Additionally, the university rewards high GPAs. Students with high GPAs have a greater chance of scoring a continuing award which can be as high as the $6000 Edward Wichert scholarship offered to engineering students annually. Additionally, the Jason Lang scholarship, offered by the Government of Alberta, is given to any second-, third- and fourth-year student with a minimum GPA of 3.2. Therefore, raising your GPA, can decrease financial strain while completing your education.
Find your passion and build
Your career does not begin after graduation. That is the biggest myth that undergraduate students believe. Your career began the day you started university, because future employers look at any long-term work experience when offering you a position in the future. If you have a passion, learn to monetize it. By doing so, you will be happy working while also making an income. Photographers can offer their services to local influencers, coders can teach kids at Code Ninjas, and writers can join the Gauntlet for a future editorial position. The University of Calgary is also an esteemed research institution and many students make an income working with professors during the summer. Jobs such as these require more skill and are usually paid more than minimum wage.

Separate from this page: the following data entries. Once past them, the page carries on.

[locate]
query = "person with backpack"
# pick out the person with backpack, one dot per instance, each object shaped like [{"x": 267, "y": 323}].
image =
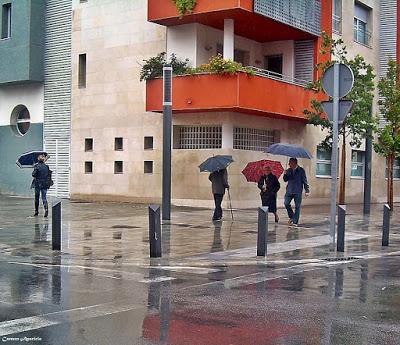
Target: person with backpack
[{"x": 41, "y": 182}]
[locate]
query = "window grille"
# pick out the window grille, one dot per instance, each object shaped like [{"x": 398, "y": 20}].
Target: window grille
[
  {"x": 200, "y": 137},
  {"x": 254, "y": 139}
]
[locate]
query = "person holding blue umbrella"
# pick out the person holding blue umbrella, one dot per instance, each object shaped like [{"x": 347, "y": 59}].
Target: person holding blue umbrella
[{"x": 41, "y": 182}]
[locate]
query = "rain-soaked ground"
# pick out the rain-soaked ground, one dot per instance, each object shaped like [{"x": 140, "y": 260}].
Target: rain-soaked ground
[{"x": 208, "y": 289}]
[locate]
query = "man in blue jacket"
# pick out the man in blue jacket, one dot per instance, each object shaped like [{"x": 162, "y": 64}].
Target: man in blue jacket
[
  {"x": 296, "y": 180},
  {"x": 41, "y": 174}
]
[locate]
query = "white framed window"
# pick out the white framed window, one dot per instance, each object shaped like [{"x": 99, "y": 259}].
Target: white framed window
[
  {"x": 361, "y": 17},
  {"x": 396, "y": 169},
  {"x": 357, "y": 163},
  {"x": 197, "y": 137},
  {"x": 324, "y": 163},
  {"x": 254, "y": 139}
]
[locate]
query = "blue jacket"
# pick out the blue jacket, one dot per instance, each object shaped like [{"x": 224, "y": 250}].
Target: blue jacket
[
  {"x": 40, "y": 175},
  {"x": 297, "y": 180}
]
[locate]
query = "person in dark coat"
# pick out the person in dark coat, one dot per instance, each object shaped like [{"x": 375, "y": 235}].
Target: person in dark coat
[
  {"x": 296, "y": 180},
  {"x": 219, "y": 182},
  {"x": 41, "y": 174},
  {"x": 269, "y": 186}
]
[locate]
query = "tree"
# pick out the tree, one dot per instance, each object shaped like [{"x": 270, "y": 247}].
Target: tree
[
  {"x": 359, "y": 124},
  {"x": 388, "y": 138}
]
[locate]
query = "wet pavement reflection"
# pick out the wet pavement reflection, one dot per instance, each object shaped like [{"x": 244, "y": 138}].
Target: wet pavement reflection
[{"x": 209, "y": 287}]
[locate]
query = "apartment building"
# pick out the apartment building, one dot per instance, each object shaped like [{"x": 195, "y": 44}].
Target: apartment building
[{"x": 35, "y": 74}]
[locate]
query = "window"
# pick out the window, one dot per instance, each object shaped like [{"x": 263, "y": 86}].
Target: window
[
  {"x": 197, "y": 137},
  {"x": 148, "y": 167},
  {"x": 88, "y": 167},
  {"x": 396, "y": 169},
  {"x": 119, "y": 144},
  {"x": 6, "y": 21},
  {"x": 253, "y": 139},
  {"x": 20, "y": 120},
  {"x": 82, "y": 71},
  {"x": 88, "y": 144},
  {"x": 324, "y": 164},
  {"x": 274, "y": 63},
  {"x": 337, "y": 17},
  {"x": 118, "y": 167},
  {"x": 357, "y": 163},
  {"x": 148, "y": 143},
  {"x": 361, "y": 17}
]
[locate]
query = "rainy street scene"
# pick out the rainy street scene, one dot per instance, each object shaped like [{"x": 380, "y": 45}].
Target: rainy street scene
[{"x": 200, "y": 172}]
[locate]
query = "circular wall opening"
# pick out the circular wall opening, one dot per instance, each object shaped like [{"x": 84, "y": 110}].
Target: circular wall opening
[{"x": 20, "y": 120}]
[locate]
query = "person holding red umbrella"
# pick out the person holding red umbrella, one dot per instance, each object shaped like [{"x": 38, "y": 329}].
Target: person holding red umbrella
[{"x": 269, "y": 186}]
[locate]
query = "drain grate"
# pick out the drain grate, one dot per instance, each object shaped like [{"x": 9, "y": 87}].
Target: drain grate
[{"x": 346, "y": 258}]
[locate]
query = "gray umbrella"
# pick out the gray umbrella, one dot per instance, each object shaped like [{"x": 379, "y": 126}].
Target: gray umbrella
[{"x": 289, "y": 150}]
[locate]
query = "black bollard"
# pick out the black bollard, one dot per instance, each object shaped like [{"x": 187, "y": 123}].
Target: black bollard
[
  {"x": 341, "y": 227},
  {"x": 386, "y": 225},
  {"x": 56, "y": 226},
  {"x": 155, "y": 231},
  {"x": 262, "y": 236}
]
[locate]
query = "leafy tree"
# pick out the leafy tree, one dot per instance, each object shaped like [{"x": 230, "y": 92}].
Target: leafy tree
[
  {"x": 359, "y": 124},
  {"x": 388, "y": 138}
]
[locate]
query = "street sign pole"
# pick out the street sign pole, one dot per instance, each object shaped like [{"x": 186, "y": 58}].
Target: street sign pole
[
  {"x": 167, "y": 133},
  {"x": 334, "y": 159}
]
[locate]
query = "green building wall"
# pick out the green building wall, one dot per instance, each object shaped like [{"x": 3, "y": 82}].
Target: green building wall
[
  {"x": 14, "y": 180},
  {"x": 22, "y": 55}
]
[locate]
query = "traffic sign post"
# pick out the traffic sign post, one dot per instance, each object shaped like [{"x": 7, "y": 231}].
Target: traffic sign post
[{"x": 337, "y": 82}]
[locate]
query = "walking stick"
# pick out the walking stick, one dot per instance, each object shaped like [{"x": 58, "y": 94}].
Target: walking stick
[{"x": 230, "y": 203}]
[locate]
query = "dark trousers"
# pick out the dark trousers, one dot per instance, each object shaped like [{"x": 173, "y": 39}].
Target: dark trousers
[
  {"x": 39, "y": 191},
  {"x": 294, "y": 216},
  {"x": 218, "y": 209}
]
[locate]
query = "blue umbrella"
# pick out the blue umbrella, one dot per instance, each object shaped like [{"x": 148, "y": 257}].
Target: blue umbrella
[
  {"x": 29, "y": 159},
  {"x": 216, "y": 163},
  {"x": 289, "y": 150}
]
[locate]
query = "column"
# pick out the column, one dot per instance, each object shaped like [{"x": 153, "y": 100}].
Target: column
[{"x": 229, "y": 38}]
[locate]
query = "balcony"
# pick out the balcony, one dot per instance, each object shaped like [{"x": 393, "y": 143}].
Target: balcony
[
  {"x": 258, "y": 20},
  {"x": 264, "y": 94}
]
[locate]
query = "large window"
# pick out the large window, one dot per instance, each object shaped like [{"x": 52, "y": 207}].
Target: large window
[
  {"x": 197, "y": 137},
  {"x": 361, "y": 18},
  {"x": 357, "y": 163},
  {"x": 324, "y": 163},
  {"x": 6, "y": 21},
  {"x": 254, "y": 139}
]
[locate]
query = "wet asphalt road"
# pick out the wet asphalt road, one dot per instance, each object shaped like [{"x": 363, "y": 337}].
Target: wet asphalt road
[{"x": 209, "y": 287}]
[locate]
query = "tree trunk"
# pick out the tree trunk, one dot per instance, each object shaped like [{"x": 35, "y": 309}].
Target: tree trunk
[
  {"x": 342, "y": 187},
  {"x": 390, "y": 164}
]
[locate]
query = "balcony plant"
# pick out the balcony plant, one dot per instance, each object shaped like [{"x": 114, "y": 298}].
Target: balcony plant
[{"x": 153, "y": 67}]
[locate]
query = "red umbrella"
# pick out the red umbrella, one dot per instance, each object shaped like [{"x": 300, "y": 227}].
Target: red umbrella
[{"x": 254, "y": 170}]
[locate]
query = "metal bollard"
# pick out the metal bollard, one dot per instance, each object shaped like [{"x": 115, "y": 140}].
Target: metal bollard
[
  {"x": 341, "y": 227},
  {"x": 56, "y": 226},
  {"x": 262, "y": 236},
  {"x": 155, "y": 231},
  {"x": 386, "y": 225}
]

Be clear about your needs and wants
Everyone knows that you are supposed to budget, keep track of your spending and assign specific percentages to your monthly income. But if you are anything like I once was, you are far too removed from this systematic mindset that all budgeting advice is meaningless. You have to buy those shoes. You have to eat a Bake Chef sub even though your mom packed you a full lunch. You have to get this and that until your paycheck for the month disappears as fast as it came in.
For someone who was once a shopping addict, I have learned to discipline myself with a very simple question: Do I need it? If the answer is no, I put down the item and walk out of the store. No excuses. While it’s still important to treat yourself, pushing yourself to be a little more disciplined will become easier over time. Your future self will thank you.